Paternal obesity alters placental amino acid system A nutrient transporter expression
Since we observed changes with PHF indicative of placental hypoxia and altered vessel integrity, we next investigated whether placental nutrient transporter expression was impacted by PHF. Transcript levels of Slc38a2, which encodes sodium-coupled neutral amino acid protein 2 (SNAT2), were similar between groups at E14.5 ( Supplemental Table S9 (supplemental_tables_bor_revision_2_clean_mar_23_ioac066.docx)) but were higher in female PHF placentae compared to CON at E18.5 (PInt = 0.0282, PDiet = 0.0837; P = 0.0493; Supplemental Table S9 (supplemental_tables_bor_revision_2_clean_mar_23_ioac066.docx)). In contrast, transcript levels of genes that encode glucose transporter 1 (GLUT1, Slc2a1) and GLUT3 (Slc2a3) were similar between groups ( Supplemental Table S9 (supplemental_tables_bor_revision_2_clean_mar_23_ioac066.docx)), as were transcript levels of Fabp4, which encodes fatty acid binding protein ( Supplemental Table S9 (supplemental_tables_bor_revision_2_clean_mar_23_ioac066.docx)). These data suggest that paternal obesity may change amino acid transport in late gestation but does not appreciably impact the expression levels of other placental nutrient transporters.
Figure 4.
Paternal obesity has modest effects on the UPR in E14.5 and E18.5 placentae. GRP78 protein levels were semi-quantified using Western blotting in CON and PHF E14.5 and E18.5 whole placental homogenates. All data were normalized to loading control β-actin. Transcript levels of Atf6 pathway and downstream targets were quantified using RT-qPCR in CON and PHF E14.5 and E18.5 whole placental homogenates. (a) Representative Western blot bands for GRP78 protein and loading control β-actin in male and female CON and PHF E14.5 and (b) E18.5 placentae. (c) GRP78 protein levels in E14.5 and (d) E18.5 placentae. (e) Atf6 transcript levels in E14.5 and (f) E18.5 placentae. (g) Edem1 transcript levels in E14.5 and (h) E18.5 placentae. (i) Pdia2 transcript levels in E14.5 and (j) E18.5 placentae. CON; n = 7–9, PHF; n = 5–8. Data are presented as box and whisker plots; min to max with the center line representing the median. Two-way ANOVA with main effects of paternal diet and placental sex as factors. Box plots with different letters indicate significance P < 0.05 using Bonferroni's post-hoc for multiple comparison. CON = Control (open box plots); PHF = Paternal high fat diet-induced obesity (gray box plots).

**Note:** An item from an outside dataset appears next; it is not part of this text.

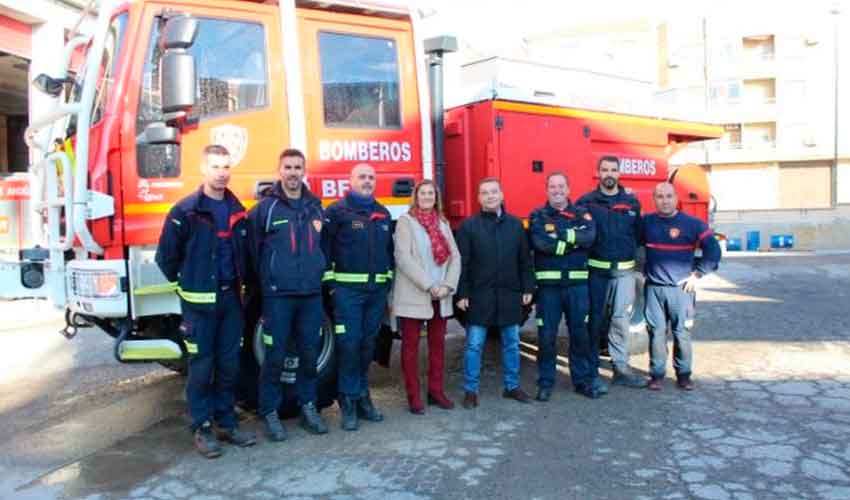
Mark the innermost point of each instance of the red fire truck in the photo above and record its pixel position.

Paternal obesity alters placental IGF2 and IRS transcripts at mid-gestation
Insulin-like growth factor 2 (Igf2) is paternally imprinted. In human studies, paternal obesity is associated with newborn hypomethylation of insulin-like growth factor 2 (IGF2) protein and ER stress altered this IGF2 bioactivity [37]. Transcript levels of Igf2 were elevated in PHF placentae at E14.5 (PDiet = 0.0002, P = 0.0009; Figure 5A), particularly in females. This increase did not persist to E18.5 (Figure 5D). IGF2 binds to IGF-1R, IGF-2R, and insulin receptors (IR) [38] and targets insulin receptor substrate 1 (IRS1) and IRS2, to promote placental growth and development through cell proliferation, survival, and mitogenesis [39]. Consistent with increased Igf2 levels, Irs1 transcripts were elevated in PHF placentae at E14.5 (PDiet = 0.0483, PSex = 0.0041; Figure 5B) but were similar between groups at E18.5 (Figure 5E). Transcript levels of Irs2 were similar between groups at E14.5 (Figure 5C). At E18.5 transcript levels were affected by paternal diet and placental sex (PInt = 0.0068; Figure 5F).
Paternal obesity does not impact maternal metabolic adaptation to pregnancy
Since maternal adaptations to pregnancy directly impact the intrauterine environment and thus fetal development, we next investigated whether paternal obesity indirectly modified the in utero milieu via changes to maternal glucose metabolism. The placenta secretes endocrine factors, including placental lactogen (PL), which facilitate maternal metabolic adaptations to pregnancy [40]. Since we observed significant changes in placental development in pregnancies sired by PHF, we investigated whether paternally induced placental-mediated changes in maternal glucose tolerance were impacted. We observed that at both time points in pregnancy, maternal glucose tolerance is unaltered by PHF (Figure 5G–J). Transcript levels of placental lactogen I coding-gene (Prl3d1) were unaltered at E14.5 (Figure 5K) by PHF, although at E18.5 levels were lower in female compared to male placentae (PSex = 0.0021; P = 0.0140; Figure 5M). Expression levels of Prl3b1 were similar between groups at E14.5 (Figure 5L) and E18.5 (Figure 5N). Histological analyses of parietal trophoblast giant cell number, one of the cell types that produce PL (Figure 5O–Q), were unchanged. Our findings suggest that maternal glucose tolerance, as well as placental capacity to produce PL, was unaffected by obesity in the father.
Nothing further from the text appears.